Mose, per l'ex assessore Chisso confisca di 2 milioni

Ok al patteggiamento: pena pecuniaria se si troveranno i soldi delle ipotizzate tangenti. Sutto e Casarin, sì all’accordo accusa-difesa

VENEZIA.  Quella di ieri è stata la giornata dei patteggiamenti degli ex socialisti poi passati a Forza Italia e, per di più, legati tra loro da una solida amicizia, tanto che hanno ritenuto di non riferire agli inquirenti nulla uno dell’altro. Bocca chiusa e solidarietà.

Il giudice dell’udienza preliminare di Venezia Massimo Vicinanza, lo stesso che aveva detto di no all’accordo tra difesa e accusa per i 4 mesi nei confronti dell’ex sindaco Giorgio Orsoni, ha ritenuta congrua la pena di due anni e sei mesi di reclusione nei confronti dell’ex assessore regionale alle Infrastrutture delle giunte Galan e Zaia Renato Chisso.
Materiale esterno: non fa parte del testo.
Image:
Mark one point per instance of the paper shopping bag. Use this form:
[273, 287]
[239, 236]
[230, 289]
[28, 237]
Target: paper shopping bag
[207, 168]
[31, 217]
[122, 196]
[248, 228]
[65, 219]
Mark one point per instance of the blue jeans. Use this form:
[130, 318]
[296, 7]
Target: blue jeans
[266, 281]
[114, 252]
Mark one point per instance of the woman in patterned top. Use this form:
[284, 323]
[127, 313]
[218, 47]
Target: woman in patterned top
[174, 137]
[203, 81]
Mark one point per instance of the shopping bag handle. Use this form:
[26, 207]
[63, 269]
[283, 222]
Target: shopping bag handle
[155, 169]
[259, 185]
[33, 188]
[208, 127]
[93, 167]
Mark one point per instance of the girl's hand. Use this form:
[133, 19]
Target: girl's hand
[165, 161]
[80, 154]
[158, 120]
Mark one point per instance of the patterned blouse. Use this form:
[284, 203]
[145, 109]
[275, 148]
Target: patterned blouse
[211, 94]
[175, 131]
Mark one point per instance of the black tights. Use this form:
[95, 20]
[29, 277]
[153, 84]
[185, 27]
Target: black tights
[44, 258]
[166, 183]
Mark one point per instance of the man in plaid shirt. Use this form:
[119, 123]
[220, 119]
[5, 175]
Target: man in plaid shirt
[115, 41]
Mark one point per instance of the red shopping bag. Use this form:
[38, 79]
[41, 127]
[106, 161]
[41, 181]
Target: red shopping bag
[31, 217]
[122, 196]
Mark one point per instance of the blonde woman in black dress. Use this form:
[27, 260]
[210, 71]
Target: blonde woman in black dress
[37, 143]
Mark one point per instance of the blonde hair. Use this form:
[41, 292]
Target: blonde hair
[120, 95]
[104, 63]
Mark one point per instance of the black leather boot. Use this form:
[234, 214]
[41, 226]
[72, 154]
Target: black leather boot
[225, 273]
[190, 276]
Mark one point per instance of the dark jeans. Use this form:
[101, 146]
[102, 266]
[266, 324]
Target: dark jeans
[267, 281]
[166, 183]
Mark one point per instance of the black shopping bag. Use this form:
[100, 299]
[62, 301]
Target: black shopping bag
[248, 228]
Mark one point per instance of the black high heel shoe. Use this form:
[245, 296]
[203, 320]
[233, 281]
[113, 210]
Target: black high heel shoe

Il magistrato ha però disposto, sulla scorta delle indagini della Guardia di finanza che aveva ricostruito pagamenti a suo favore di mazzette per sei milioni di euro (alcuni finiti nelle sue tasche, altri in quelle di Galan), l’eventuale confisca per il valore di due milioni qualora anche in futuro venissero rinvenuti somme di denaro o proprietà che a lui possano far riferimento.

L’accordo presentato al giudice era stato sottoscritto dall’avvocato difensore Antonio Forza e dai pubblici ministeri Stefano Ancilotto, Stefano Buccini e Paola Tonini. Ieri, era presente anche il procuratore aggiunto Carlo Nordio. Oltre a Chisso, il giudice Vicinanza ha letto le sentenze di patteggiamento che riguardano anche il segretario dell’ex assessore, il veneziano Enzo Casarin, e il braccio destro dell’ex presidente del Consorzio Venezia Nuova Giovanni Mazzacurati, il trevigiano Federico Sutto, entrambi un tempo quando militavano nel Psi sindaci di due piccoli centri veneti, il primo di Martellago, il secondo di Zero Branco. Casarin, difeso dall’avvocato Carmela Parziale, ha raggiunto l’accordo per un anno e otto mesi e la confisca di 115 mila euro, mentre Sutto, difeso dall’avvocato Gianni Morrone, per due anni e 125 mila euro.

Chisso è l’unico dei numerosi indagati nell’inchiesta per la corruzione per il Mose al quale le «fiamme gialle» non hanno potuto sequestrare granchè (1500 euro dal conto corrente in banca), visto che la villetta di Favaro dove abita non possono portargliela via. Gli inquirenti sono convinti che in qualche modo l’assessore buona parte dei soldi intascati con le tangenti li abbia nascosti all’estero, cosìi pubblici ministeri hanno chiesto alle autorità svizzere, austriache, moldave, ucraine, croate e slovene di cercare nelle rispettive banche conti intestati a lui o ai parenti. Per ora, nessuna risposta è arrivata e così il giudice ha confiscato comunque, senza ancora sapere quello e soprattutto se qualcosa verrà trovato. Dopo la lettura della sentenza, soddisfazione è stata espressa dal procuratore aggiunto Carlo Nordio . In particolare è stato ricordato che con questa fase si chiude solo una parte del «notevole lavoro fatto», perché «ora si avvia la fase della chiusura delle indagini per andare ai processi di quanti non hanno patteggiato o hanno visto il loro patteggiamento respinto». Il riferimento è all'ex sindaco di Venezia Giorgio Orsoni (finito per un periodo ai domiciliari) indagato per finanziamento illecito dei partiti per una dazione del Consorzio per la campagna elettorale del 2010. La Procura ha espresso anche soddisfazione «perché proprio ieri la Corte di Cassazione, alla luce di un ricorso presentato da uno dei difensori degli imputati, non solo lo ha respinto ma ha allargato il proprio giudizio sull'indagine riconoscendo al 100% il lavoro svolto dal pool e respingendo quella minima parte che il Tribunale del riesame non aveva accolto». In pratica i giudici veneziani avevano fatto scattare la prescrizione per i reati commessi prima del 2008 anche se i fatti delittuosi erano proseguiti anche negli anni seguenti .

Intanto, la Corte di Cassazione ha stabilito che Marco Milanese, l’ ex consigliere politico di Giulio Tremonti ed ex parlamentare di Forza Italia oltre che ex ufficiale della Guardia di finanza, deve essere immediatamente scarcerato, sempre nell'ambito dell'inchiesta sulle tangenti per il Mose. La Suprema Corte ha infatti riqualificato a carico di Milanese, difeso dagli avvocati Bruno Larosa e Franco Coppi, l'accusa di corruzione in quella meno grave di traffico di influenze illecite.